China’s Ministry of Commerce has said a U_S_ move to revoke the Trump administration’s executive orders intended to ban apps like TikTok and WeChat was a “positive step.”
BEIJING — China’s Ministry of Commerce said Thursday that a U.S. move to revoke the Trump administration’s executive orders intended to ban apps like TikTok and WeChat was a “positive step” amid strained relations between the two countries.
“We hope that the U.S. will treat Chinese companies fairly and avoid politicizing economic and trade issues,” ministry spokesperson Gao Feng said at a regular news briefing Thursday. Gao said the U.S. move to revoke previous government actions against apps such as TikTok and WeChat was a “positive step in the right direction.”
China’s Ministry of Foreign Affairs reiterated that China will continue to defend its interests at a daily news briefing. It urged the U.S. “to stop generalizing the concept of national security and abusing state power to suppress Chinese technology enterprises.”
Courts blocked the Trump administration’s efforts last year to ban TikTok and WeChat. However, the Committee on Foreign Investment in the United States (CFIUS) is still conducting a national-security review of TikTok.
The Biden administration’s stance reflects concern that popular apps tied to China could expose users’ personal data if the ruling Communist Party pressures companies to share data.
The administration said in February that it was replacing Trump’s approach with a more targeted strategy. It has not actually weighed in yet on whether TikTok and other apps pose a danger to Americans.
A senior administration official said Wednesday that the Trump actions weren’t “always implemented most soundly.” The review aims to set clear criteria to evaluate specific data security and privacy risks for each app, he said.
That could lead to a range of potential future actions on an app-by-app basis. “We want to take a tailored, tough approach here,” he said. CFIUS had set deadlines for TikTok to divest its U.S. operations, but such a sale has not happened.
Last week, the Biden administration expanded a list of Chinese companies on a blocklist from the Trump era purported to have links to the Chinese military and surveillance. American companies and individuals cannot invest in these companies, including telecommunications gear supplier Huawei and Chinese oil company China National Offshore Oil Corp.
Chinese officials and companies have denied that their products and services pose a security threat. Relations between Beijing and Washington remain testy, with each side having imposed sanctions, including tariffs on exports.
China’s legislature passed legislation Thursday laying down the legal basis for retaliation against foreign sanctions over issues such as Hong Kong and the northwestern region of Xinjiang, where China is accused of curtailing freedoms and committing human rights abuses. No specific measures were included in the anti-sanctions law.

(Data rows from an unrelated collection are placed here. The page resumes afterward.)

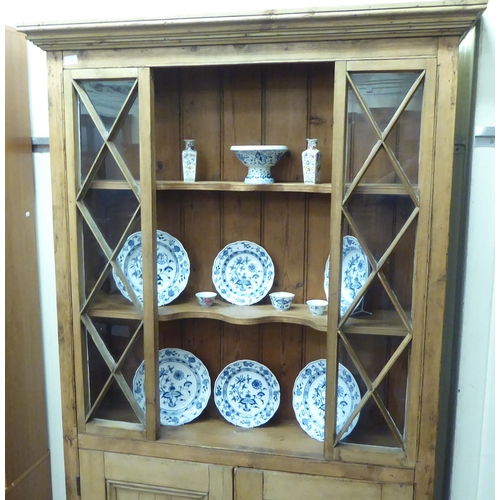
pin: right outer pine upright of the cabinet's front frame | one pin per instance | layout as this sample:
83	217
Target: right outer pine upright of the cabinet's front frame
443	159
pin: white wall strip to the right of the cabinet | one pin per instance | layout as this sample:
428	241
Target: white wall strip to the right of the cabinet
473	447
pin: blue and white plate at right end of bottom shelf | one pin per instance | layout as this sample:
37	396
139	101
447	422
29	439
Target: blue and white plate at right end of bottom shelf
308	400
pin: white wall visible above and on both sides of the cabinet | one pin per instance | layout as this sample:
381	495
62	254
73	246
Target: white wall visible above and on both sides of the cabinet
472	477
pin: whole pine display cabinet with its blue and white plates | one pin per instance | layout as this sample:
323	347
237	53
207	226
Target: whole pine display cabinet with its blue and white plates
166	399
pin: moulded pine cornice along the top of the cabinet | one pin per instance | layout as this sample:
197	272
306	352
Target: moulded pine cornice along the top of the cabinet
359	22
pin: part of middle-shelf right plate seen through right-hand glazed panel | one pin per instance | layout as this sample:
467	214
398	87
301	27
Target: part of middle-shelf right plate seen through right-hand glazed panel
355	271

Foreign Ministry spokesperson Wang Wenbin said the law aimed to “resolutely safeguard national sovereignty, dignity and core interests and oppose Western hegemonism and power politics.” and “provide legal support and guarantees for the country to counter discriminatory measures by a foreign country by the law.”
Wang lashed out over calls from Defense Secretary Lloyd Austin for greater attention to China’s growing military power, accusing Washington of “playing the China card” as a pretext for increasing U.S. military spending and seeking to “contain China.”
He also protested Japanese Prime Minister Yoshihide Suga’s reference to Taiwan during a parliamentary debate Wednesday. China considers the self-governing island democracy its territory and is quick to chastise anyone or any company that refers to it as a country.
Suga made a passing reference to Taiwan, New Zealand, and Australia while answering a question about pandemic measures and then referred to them as “three countries.” Wang said the comment violated Japan’s “solemn promise to not regard Taiwan as a country.”
“We strongly deplore Japan’s erroneous remarks and have lodged solemn complaints with Japan, demanding that Japan immediately make clear clarifications to eliminate the adverse effects caused by relevant remarks and to ensure that such situations will not happen again,” Wang said.